Fairatmos-BCG Luncurkan Laporan tentang Potensi Teknologi Iklim di Asia Tenggara

Sabtu, 12 Agustus 2023 – 18:18 WIB
Peluncuran laporan terkait solusi iklim dari Fairatmos dan BCG di Indonesia Future of Climate Summit 2023. Foto: Dok Fairatmos

jpnn.com, JAKARTA - Perusahaan teknologi iklim, Fairatmos berkolaborasi dengan Boston Consulting Group (BCG) merilis laporan yang mengungkap potensi besar Asia Tenggara dalam menghadapi perubahan iklim melalui ragam inovasi teknologi iklim.

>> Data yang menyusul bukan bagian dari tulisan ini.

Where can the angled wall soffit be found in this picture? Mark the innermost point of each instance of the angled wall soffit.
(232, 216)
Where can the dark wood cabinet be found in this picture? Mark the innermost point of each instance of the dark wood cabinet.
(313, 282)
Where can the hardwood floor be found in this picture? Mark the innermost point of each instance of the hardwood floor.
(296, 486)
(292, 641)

Laporan berjudul Climate Technology: Southeast Asia's Role in Combating Climate Change, itu mengungkapkan peluang signifikan yang ditawarkan oleh solusi berbasis alam (Nature-Based Solutions/NbS) di wilayah tersebut, dengan proyeksi potensi pasokan offset karbon sekitar 30% secara global pada tahun 2030, meskipun luas wilayah Asia Tenggara mencakup kurang dari 1% dari total luas daratan dunia.

BACA JUGA: Dorong Inovasi Penanganan Perubahan Iklim Lewat Diskusi Panel IFCS 2023

Didirikan pada tahun 2022, Fairatmos berdedikasi untuk menciptakan dunia di mana keuntungan bisnis, manusia, serta lingkungan, dapat hidup berdampingan.

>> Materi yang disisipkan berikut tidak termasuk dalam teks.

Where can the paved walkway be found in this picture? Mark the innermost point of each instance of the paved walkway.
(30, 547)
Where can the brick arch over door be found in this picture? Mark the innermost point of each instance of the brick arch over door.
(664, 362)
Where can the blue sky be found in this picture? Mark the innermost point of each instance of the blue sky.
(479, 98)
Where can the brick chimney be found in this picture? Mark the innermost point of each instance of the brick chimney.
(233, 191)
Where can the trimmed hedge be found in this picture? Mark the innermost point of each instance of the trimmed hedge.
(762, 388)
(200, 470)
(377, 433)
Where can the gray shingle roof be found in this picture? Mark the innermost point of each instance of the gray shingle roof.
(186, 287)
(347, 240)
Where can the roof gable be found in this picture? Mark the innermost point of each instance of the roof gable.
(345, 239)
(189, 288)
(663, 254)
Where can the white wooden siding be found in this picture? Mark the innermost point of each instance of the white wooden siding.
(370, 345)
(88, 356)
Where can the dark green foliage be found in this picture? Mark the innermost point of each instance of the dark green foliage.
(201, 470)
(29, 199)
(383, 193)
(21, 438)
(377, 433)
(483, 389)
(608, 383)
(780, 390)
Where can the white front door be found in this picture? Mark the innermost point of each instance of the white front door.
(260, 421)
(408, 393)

"Fairatmos bangga bekerja sama dengan BCG untuk menghadirkan laporan transformatif ini. Potensi Asia Tenggara sungguh melimpah dalam menghadapi perubahan iklim melalui solusi berbasis alam," ujar CEO Fairatmos Natalia Rialucky.

BACA JUGA: Program CSA Asa di Tengah Ancaman Perubahan Iklim

"Sebagai perusahaan teknologi iklim pionir di Asia Tenggara, kami tergerak oleh visi bersama dalam membangun masa depan yang berkelanjutan dan berkomitmen untuk menjadi pelopor dalam solusi-solusi yang memberikan manfaat lingkungan dan sosial yang nyata,” imbuhnya.
 
Laporan ini, yang diluncurkan pada Indonesia Future of Climate Summit 2023, juga mengungkapkan wawasan kritis tentang potensi yang belum dimanfaatkan dari Asia Tenggara dalam mengurangi dampak perubahan iklim melalui adopsi solusi berbasis alam.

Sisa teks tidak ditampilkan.